Steel Superstructure and pylons

Steel offered the following advantages for the superstructure and pylons:

  • The low unit weight minimized the number of stay cables;in addition,using steel for the pylons reduced the total weight of the bridge.
  • The prefabrication of large high quality units in the Eiffel fabrication shops in Lauterbourg and Fos-sur-Mer,and subsequent rapid assembly and positioning of the sections under construction from the existing freeway.
  • Of the total number of man hours required for fabrication and assembly, only about 4%were expended in the air. Lowering the deck into position using intermediate supports

After completion of the abutments and piers, deck segments were launched into position in lengths of 171m (1/2 span width) from working platforms on both banks of the river Tarn. The deck included the first pylon and auxiliary stays at the front end. To facilitate launching, into position, the bridge spans (204+6 x 342+204m) temporary intermediate supports were constructed at the center of each span. The two bridge halves were joined across the Tarn. Subsequently, the remaining 5 pylons were transported from the prefabrication yard to the installation site and erected using a rig normally used by oil refineries when erecting distillation towers. After installation, stressing and adjusting the stay cables, the temporary intermediate supports were removed.

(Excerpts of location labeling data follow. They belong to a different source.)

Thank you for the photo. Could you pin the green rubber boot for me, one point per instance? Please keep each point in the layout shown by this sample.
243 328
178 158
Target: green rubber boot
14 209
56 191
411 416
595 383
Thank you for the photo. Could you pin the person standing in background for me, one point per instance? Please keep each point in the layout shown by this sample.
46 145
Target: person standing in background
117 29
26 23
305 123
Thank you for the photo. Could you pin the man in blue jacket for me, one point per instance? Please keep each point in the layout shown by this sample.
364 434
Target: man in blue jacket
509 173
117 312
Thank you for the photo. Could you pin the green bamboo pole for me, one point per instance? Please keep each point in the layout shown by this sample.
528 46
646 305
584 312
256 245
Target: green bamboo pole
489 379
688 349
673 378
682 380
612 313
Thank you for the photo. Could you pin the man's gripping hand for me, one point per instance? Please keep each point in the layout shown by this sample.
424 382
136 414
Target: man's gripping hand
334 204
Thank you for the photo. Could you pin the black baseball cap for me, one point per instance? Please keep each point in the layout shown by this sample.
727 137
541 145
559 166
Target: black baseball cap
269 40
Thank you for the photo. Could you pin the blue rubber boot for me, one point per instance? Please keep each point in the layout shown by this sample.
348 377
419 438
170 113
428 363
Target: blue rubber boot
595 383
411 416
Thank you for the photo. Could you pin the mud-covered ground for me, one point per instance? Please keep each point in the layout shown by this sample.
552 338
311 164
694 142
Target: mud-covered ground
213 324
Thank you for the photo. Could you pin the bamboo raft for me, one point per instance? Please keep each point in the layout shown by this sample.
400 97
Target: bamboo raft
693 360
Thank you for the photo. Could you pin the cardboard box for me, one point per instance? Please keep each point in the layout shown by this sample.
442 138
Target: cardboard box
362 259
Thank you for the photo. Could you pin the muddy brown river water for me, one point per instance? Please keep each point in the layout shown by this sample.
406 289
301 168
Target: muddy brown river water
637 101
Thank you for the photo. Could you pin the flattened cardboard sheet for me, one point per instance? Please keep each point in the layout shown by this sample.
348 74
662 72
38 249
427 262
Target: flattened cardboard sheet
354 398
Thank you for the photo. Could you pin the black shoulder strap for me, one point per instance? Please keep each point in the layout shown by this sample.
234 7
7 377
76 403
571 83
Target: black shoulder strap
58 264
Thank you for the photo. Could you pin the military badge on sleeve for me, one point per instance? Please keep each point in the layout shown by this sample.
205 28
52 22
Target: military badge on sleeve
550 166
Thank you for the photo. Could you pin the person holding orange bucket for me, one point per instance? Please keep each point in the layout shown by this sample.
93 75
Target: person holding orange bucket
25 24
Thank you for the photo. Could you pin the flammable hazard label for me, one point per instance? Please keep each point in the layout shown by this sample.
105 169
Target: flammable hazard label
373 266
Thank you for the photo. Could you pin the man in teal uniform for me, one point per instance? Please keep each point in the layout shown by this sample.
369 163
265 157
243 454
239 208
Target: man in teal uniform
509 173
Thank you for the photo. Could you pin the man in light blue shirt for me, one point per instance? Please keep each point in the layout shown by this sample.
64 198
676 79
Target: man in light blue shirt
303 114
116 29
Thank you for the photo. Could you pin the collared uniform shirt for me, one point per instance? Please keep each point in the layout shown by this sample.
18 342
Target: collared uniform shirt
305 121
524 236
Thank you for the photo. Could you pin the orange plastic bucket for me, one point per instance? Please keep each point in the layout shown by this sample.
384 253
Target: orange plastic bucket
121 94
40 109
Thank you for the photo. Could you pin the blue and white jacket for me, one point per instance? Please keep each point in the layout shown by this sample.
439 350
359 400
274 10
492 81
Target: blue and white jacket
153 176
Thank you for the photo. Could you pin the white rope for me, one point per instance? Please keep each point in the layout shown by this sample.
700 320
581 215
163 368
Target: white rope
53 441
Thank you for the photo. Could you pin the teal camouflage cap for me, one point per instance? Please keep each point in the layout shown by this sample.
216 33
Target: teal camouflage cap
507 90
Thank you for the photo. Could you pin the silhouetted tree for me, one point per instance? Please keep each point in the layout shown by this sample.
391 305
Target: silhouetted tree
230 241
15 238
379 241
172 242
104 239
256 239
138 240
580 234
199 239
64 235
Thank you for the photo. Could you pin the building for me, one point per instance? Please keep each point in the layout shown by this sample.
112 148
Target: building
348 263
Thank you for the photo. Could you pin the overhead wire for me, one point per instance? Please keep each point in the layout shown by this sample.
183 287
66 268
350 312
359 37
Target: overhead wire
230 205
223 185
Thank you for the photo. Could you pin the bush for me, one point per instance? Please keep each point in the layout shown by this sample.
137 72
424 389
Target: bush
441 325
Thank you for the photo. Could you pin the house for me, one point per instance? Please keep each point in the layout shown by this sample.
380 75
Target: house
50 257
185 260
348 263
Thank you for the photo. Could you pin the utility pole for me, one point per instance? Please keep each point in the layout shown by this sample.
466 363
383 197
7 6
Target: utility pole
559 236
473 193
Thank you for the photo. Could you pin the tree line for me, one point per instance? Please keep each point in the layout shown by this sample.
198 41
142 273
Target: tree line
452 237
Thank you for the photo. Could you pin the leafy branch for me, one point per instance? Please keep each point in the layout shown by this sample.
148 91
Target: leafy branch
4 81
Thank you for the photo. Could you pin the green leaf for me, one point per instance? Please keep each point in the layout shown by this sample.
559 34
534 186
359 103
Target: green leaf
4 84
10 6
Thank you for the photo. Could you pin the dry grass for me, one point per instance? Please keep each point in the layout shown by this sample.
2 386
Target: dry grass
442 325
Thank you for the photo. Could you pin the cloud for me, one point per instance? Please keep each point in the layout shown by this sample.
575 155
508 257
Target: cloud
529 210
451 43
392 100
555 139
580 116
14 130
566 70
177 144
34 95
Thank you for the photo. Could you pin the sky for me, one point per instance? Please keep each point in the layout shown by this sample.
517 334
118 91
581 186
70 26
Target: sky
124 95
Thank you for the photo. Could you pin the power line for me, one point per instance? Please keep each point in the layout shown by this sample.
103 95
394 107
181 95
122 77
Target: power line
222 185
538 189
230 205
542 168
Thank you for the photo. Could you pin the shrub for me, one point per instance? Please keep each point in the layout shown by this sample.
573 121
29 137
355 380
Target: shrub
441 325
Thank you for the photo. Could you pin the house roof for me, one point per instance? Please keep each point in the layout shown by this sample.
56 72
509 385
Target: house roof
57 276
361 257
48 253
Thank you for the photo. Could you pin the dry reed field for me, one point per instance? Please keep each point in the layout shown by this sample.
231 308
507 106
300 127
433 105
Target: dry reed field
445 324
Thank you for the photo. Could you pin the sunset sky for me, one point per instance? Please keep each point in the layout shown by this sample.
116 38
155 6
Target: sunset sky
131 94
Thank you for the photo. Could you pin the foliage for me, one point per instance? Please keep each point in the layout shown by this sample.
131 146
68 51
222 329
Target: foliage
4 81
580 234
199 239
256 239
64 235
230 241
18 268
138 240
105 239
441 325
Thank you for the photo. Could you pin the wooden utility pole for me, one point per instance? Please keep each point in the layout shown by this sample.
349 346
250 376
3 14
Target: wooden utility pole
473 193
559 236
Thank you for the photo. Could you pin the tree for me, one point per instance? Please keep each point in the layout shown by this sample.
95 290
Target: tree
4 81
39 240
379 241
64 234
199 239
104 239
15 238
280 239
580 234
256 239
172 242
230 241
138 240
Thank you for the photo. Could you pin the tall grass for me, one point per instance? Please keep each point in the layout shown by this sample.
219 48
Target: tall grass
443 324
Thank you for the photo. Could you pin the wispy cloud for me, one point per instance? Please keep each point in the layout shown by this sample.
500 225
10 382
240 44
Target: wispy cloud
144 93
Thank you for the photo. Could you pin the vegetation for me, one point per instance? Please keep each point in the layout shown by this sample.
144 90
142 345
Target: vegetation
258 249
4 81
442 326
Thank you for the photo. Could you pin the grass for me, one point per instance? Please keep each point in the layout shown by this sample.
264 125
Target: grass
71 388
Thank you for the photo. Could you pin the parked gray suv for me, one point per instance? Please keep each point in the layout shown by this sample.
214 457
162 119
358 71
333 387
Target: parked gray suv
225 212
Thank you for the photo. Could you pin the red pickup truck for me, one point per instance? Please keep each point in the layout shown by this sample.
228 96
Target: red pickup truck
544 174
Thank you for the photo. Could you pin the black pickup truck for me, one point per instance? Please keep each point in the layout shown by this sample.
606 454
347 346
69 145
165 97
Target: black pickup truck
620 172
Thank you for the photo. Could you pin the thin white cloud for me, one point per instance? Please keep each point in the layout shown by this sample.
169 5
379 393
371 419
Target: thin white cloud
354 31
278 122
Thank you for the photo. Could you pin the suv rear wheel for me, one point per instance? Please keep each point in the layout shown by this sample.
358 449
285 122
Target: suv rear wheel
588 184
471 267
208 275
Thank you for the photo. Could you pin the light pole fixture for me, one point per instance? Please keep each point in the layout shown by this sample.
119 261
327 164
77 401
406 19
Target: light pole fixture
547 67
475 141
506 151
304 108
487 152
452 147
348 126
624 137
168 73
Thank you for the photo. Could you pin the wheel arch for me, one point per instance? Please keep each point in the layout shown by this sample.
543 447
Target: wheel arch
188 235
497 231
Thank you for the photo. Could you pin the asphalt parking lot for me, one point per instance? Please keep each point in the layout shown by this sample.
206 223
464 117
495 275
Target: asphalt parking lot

In focus: post-tensioning of the piers

The height of the piers reaches up to 245m above the top edge of the foundation. Each pier shaft is post-tensioned with 8 DYWIDAG Bonded Post-Tensioning tendons type MA 19-0.62" placed in Ø101.6 mm ducts. Four of the tendons, anchored in the top crossbeam, reach to level -98 m and four to a level 60 m below the deck. The lower anchorages are located on a beam that was later cast inside the piers.
Viaduc de Millau: Technically Challenging Bridge Reached Record Breaking Height, The Millau Viaduct, France Post-tensioning of the piers provides stabilization against wind forces as well as eliminating cracks due to differences in temperature changes and fatigue resulting from dynamic loads.
A total of 200t of prestressing steel and 224 MA 19-0.6" anchorages were supplied. The construction time per pier was about 3 weeks. The strands were directly installed from the top anchorage through the anchor plate and held in place by wedges after the lowering into position. The lower anchorage includes a tubular cap to accommodate the tendon tail.

All post-tensioning tendons were stressed from the top only.

Grouting of the vertical 60 and 98 m long tendons required great care. The suitability of the envisaged method and the equipment to be used was demonstrated in a preliminary test in a similarly high pier on the nearby Verrières Viaduct. The grouting with "Superstresscem" grout cement was carried out in 3 stages. For safety reasons, the lower anchorage of each tendon was closed with a "grouting plug" to avoid possible leakage and loss of cement grout loss from the 98m high tendons. After hardening of the plug, the tendon was grouted up to its top anchorage. To displace any bleed water accumulating at the high points or to grout existing interstices there, re-grouting takes place from the top anchorages approximately 24 hours later.
For logistic reasons, the grout is mixed at the pier base, while grouting is carried out from working platforms located -98 m or -60 m near the lower anchorages. A "rotation" of 3 grout containers by crane made it possible to continuously feed the grouting stations.
For safety reasons, lock-up intermediate openings of the ducts were installed at heights of -60 and -30 m in the pier shafts. This made it possible to properly grout the tendons in sections later, even if the crane broke down.
These works were carried out by Eiffage with DSI special equipment.